I am currently writing a rest API in python with the microframework Flask. It's a private API and it deals with user data. I plan to use this API to build a web and an Android app.

For now I use digest auth to secure private user data. For example if you want to post data on my service with the user bob you make a post request at myapi/story/create and provide bob's credentials with the digest pattern.

I am aware this is not a good solution because :
-Digest auth is not secure
-The client is not authenticated (How to secure requests not related with current user, for example create a new user ?)

I read a lot of stuff about oAuth but the 3-legged authentication seems overkill because I don't plan to open my API to third party.
The 2-legged oAuth won't fit because it only provides authentification for clients and not for users.
Another problem with oAuth is that I haven't found a comprehensive guide for implementing it in Python. I found the python-oauth2 library, but I don't understand the server example and I can't find additional documentation. Plus it seems that many aspects of oAuth are not covered in this example.

So my questions are :

  1. Is there alternative scheme (not oAuth) for authenticate both client and user with a reasonable level of security ?
  2. If oAuth is the best solution :
    • How to skip the authorization process (because users won't have to authorize third party clients)?
    • Is there detailled documentation for python-oauth2 or for any other Python library?
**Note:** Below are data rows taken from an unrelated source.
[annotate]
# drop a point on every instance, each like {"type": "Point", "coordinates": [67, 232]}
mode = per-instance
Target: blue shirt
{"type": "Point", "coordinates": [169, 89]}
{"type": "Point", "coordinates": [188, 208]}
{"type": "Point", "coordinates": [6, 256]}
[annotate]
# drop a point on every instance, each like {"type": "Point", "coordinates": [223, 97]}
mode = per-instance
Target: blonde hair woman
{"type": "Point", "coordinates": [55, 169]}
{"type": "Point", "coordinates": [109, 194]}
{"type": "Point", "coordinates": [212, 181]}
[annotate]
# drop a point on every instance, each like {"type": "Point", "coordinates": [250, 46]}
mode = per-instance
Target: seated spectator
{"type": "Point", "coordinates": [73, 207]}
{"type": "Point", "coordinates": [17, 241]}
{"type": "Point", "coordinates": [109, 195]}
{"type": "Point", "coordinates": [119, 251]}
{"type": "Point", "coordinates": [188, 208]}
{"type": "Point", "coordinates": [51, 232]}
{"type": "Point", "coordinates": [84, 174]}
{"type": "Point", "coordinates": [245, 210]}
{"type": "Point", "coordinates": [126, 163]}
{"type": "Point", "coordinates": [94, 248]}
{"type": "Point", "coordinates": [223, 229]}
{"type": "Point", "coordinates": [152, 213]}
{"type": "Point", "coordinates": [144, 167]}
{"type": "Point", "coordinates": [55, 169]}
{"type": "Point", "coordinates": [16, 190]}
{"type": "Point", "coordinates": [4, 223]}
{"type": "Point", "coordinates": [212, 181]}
Any help or advice will be appreciated.

Answer

easel picture easel · Jun 3, 2012

The simple answer is to expose your API via HTTPS only, and then use HTTP Basic authentication. I don't think there's really any reason to bother with Digest. Basic authentication is insecure, but is submitted with every request so you never need to worry about your authentication going stale or whatever. By tunneling it over HTTPS, you have a secure connection.

If you want to authenticate the client, you could use SSL client certificates. That said, in general it's pretty tough to really lock down the client against malicious users, so I would consider making the sign-up functions openly accessible and protect yourself from DOS etc via out-of-band account verification.